California Gov. Gavin Newsom during a news conference in Oakland, California, on Wednesday. Photo: Stephen Lam/San Francisco Chronicle via Getty Images
California Democrats announced plans Wednesday to change the state's recall election rules, a day after Gov. Gavin Newsom defeated a Republican-backed effort to remove him.
Why it matters: The Democratic governor received 63.9% of the vote to stave off the challenge. State Democratic Assemblymember Marc Berman, who's helping lead the drive to overhaul the process, said in a statement that "a small minority of voters" shouldn't be able "to initiate a costly recall that wastes $276 million."
- The GOP-led campaign reached the current threshold of signatures to hold a recall, after garnering over 1,495,709 verified voters signatures — about 12% of all ballots cast in the last gubernatorial election.
The big picture: Berman said he and Sen.
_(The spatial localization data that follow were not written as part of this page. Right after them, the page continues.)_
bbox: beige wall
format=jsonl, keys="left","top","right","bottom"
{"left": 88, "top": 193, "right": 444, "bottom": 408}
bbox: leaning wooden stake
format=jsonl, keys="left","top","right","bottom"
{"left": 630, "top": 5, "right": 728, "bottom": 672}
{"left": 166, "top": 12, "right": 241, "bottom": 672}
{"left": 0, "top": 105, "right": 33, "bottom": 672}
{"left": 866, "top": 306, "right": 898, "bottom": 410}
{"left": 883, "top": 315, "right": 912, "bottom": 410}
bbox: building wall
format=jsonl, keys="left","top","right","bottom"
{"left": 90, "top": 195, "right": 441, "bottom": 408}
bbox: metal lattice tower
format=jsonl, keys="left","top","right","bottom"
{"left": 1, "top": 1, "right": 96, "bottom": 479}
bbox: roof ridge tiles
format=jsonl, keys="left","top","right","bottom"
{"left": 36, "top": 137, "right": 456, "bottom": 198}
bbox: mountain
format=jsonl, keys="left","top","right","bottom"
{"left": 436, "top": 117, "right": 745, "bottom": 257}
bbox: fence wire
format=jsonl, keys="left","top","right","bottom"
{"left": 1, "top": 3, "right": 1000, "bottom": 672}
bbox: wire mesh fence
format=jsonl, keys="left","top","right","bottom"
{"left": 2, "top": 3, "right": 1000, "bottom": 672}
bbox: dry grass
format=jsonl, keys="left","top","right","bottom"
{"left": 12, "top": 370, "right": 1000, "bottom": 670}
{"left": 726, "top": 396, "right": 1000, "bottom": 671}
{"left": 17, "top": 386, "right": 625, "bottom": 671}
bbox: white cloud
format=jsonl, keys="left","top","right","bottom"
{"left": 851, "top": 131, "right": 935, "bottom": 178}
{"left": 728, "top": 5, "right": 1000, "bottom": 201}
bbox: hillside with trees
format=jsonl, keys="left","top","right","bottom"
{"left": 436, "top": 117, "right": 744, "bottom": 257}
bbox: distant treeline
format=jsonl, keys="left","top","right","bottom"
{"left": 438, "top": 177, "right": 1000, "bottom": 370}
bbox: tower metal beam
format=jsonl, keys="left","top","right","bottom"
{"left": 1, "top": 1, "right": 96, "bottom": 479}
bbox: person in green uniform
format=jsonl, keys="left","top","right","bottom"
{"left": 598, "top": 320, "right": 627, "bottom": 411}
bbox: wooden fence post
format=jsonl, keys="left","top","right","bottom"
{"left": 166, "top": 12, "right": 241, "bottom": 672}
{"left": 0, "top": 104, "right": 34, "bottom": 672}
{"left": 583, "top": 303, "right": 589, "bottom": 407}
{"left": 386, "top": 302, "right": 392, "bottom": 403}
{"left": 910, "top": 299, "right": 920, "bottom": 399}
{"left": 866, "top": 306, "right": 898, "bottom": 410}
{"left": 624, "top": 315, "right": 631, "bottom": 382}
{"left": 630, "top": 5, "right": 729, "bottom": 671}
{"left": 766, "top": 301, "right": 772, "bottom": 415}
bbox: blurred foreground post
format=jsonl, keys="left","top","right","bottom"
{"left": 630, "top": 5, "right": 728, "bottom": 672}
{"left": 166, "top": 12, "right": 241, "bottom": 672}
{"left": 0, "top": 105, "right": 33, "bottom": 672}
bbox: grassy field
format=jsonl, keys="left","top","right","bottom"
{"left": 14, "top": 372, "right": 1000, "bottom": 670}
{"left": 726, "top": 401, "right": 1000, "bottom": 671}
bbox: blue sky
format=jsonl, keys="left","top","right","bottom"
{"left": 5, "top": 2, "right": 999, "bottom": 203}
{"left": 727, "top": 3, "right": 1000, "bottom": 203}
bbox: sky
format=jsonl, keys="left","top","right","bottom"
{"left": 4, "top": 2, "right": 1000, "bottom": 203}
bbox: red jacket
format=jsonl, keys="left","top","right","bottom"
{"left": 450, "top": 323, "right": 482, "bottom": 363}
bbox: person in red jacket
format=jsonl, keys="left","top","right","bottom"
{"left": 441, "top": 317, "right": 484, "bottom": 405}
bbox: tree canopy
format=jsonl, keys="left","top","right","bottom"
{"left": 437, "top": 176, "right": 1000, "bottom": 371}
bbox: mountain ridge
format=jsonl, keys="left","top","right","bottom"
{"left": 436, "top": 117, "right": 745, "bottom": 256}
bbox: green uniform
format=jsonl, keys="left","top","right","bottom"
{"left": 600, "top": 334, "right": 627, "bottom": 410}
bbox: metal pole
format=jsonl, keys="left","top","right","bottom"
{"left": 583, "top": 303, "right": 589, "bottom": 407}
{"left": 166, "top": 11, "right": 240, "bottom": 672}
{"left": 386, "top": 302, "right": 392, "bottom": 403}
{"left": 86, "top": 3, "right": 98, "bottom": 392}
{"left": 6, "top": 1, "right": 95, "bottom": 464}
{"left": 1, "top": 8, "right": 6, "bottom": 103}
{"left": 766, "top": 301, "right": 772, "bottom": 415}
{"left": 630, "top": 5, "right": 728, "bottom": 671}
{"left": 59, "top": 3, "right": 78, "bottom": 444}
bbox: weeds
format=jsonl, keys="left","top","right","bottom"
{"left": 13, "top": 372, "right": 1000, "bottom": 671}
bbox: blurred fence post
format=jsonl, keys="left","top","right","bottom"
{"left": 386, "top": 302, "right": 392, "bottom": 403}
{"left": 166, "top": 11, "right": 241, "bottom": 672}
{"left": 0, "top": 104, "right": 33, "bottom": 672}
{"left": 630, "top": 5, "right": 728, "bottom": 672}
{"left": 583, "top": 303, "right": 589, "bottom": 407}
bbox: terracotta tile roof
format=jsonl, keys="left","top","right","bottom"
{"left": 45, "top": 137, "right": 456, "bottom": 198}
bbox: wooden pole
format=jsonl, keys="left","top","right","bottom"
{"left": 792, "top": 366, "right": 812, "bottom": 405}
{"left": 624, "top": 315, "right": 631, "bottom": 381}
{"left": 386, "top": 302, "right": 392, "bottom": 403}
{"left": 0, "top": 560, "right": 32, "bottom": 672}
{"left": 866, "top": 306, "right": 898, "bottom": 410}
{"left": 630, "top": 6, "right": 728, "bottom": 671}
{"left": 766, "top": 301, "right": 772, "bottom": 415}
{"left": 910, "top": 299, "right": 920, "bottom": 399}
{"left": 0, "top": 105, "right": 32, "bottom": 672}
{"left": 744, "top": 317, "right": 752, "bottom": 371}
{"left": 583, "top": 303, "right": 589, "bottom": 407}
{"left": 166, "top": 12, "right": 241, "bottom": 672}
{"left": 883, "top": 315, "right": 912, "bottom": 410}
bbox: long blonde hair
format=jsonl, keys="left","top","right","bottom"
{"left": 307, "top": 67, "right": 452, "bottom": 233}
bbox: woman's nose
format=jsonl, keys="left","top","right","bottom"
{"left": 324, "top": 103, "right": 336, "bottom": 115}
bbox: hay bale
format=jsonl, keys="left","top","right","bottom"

Steve Glazer, chair of the Senate Committee on Elections and Constitutional Amendments, had begun efforts to "reform our undemocratic recall process."
- This would involve holding bipartisan hearings in the coming months before making changes that would need the amendment of California's constitution.
The other side: California Republican strategist Mike Madrid criticized the move, arguing that "throwing out a powerful tool to protect democracy for purely partisan aims is misguided and dangerous," per Reuters.